Cette réflexion s’appuie notamment sur des données quant aux symptômes prédisant ou non un covid. «Les problèmes respiratoires, la fièvre, ainsi que la perte du goût et de l’odorat semblent se confirmer comme des manifestations plus typiques du nouveau coronavirus, souligne la professeure à l’Université de Lausanne. Nos résultats préliminaires nous montrent que l’on ne manquerait probablement qu’un cas positif sur dix si l’on se restreignait à ces critères majeurs.»

Pour l’heure la main est encore du côté des cantons, seuls habilités à décider des critères de dépistage.
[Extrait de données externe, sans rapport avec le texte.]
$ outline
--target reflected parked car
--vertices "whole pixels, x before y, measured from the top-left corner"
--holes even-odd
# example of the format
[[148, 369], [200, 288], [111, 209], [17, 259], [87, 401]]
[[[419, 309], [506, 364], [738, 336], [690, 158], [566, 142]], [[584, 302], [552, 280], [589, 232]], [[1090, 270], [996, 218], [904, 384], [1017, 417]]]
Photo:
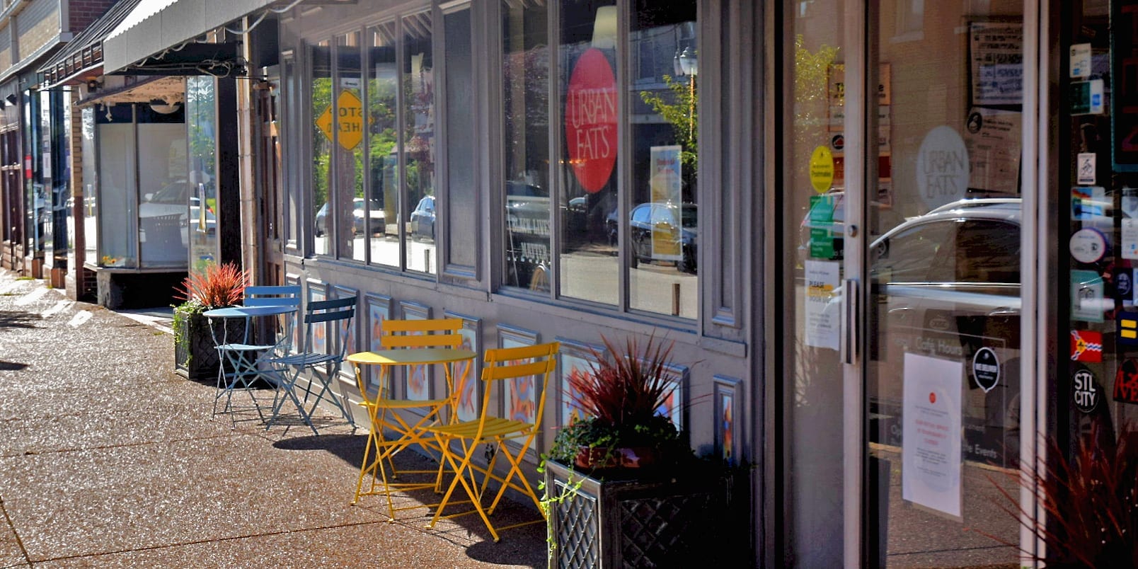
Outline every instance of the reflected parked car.
[[[965, 199], [905, 221], [869, 246], [867, 391], [871, 440], [901, 444], [905, 361], [920, 354], [964, 363], [965, 457], [1014, 465], [1019, 444], [1020, 199]], [[826, 263], [826, 261], [819, 261]], [[840, 314], [839, 295], [830, 303]], [[974, 357], [997, 362], [979, 389]]]
[[424, 196], [411, 212], [407, 231], [412, 238], [435, 239], [435, 196]]
[[[387, 232], [387, 217], [384, 213], [384, 206], [377, 199], [372, 199], [369, 209], [364, 208], [363, 198], [354, 198], [352, 200], [352, 234], [357, 236], [365, 231], [366, 224], [364, 223], [365, 217], [371, 218], [371, 233], [374, 236], [381, 236]], [[328, 203], [320, 206], [316, 211], [316, 237], [323, 237], [328, 232]]]
[[[192, 188], [185, 180], [175, 180], [163, 185], [158, 191], [146, 193], [139, 204], [139, 218], [145, 226], [154, 220], [168, 215], [178, 215], [182, 226], [199, 228], [204, 221], [205, 232], [217, 230], [217, 218], [208, 206], [201, 212], [201, 200], [192, 195]], [[203, 220], [201, 215], [205, 214]]]
[[675, 261], [676, 269], [695, 273], [699, 221], [695, 204], [641, 204], [628, 218], [633, 267], [640, 262]]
L’OFSP n’écarte toutefois pas la possibilité que des adaptations aient lieu ces prochaines semaines sur la base de la littérature scientifique et des données de surveillance en Suisse. «Nous allons surtout nous concentrer sur les symptômes «majeurs» du Covid-19, comme les symptômes respiratoires, la fièvre d’origine indéterminée et l’anosmie, confirme Yann Hulmann, porte-parole à l’OFSP. Durant ces prochains mois, il sera néanmoins difficile de différencier les infections hivernales du Covid-19, raison pour laquelle nous prenons des mesures pour que la capacité de test augmente et que toutes les personnes avec des symptômes compatibles, même légers, puissent se faire tester.»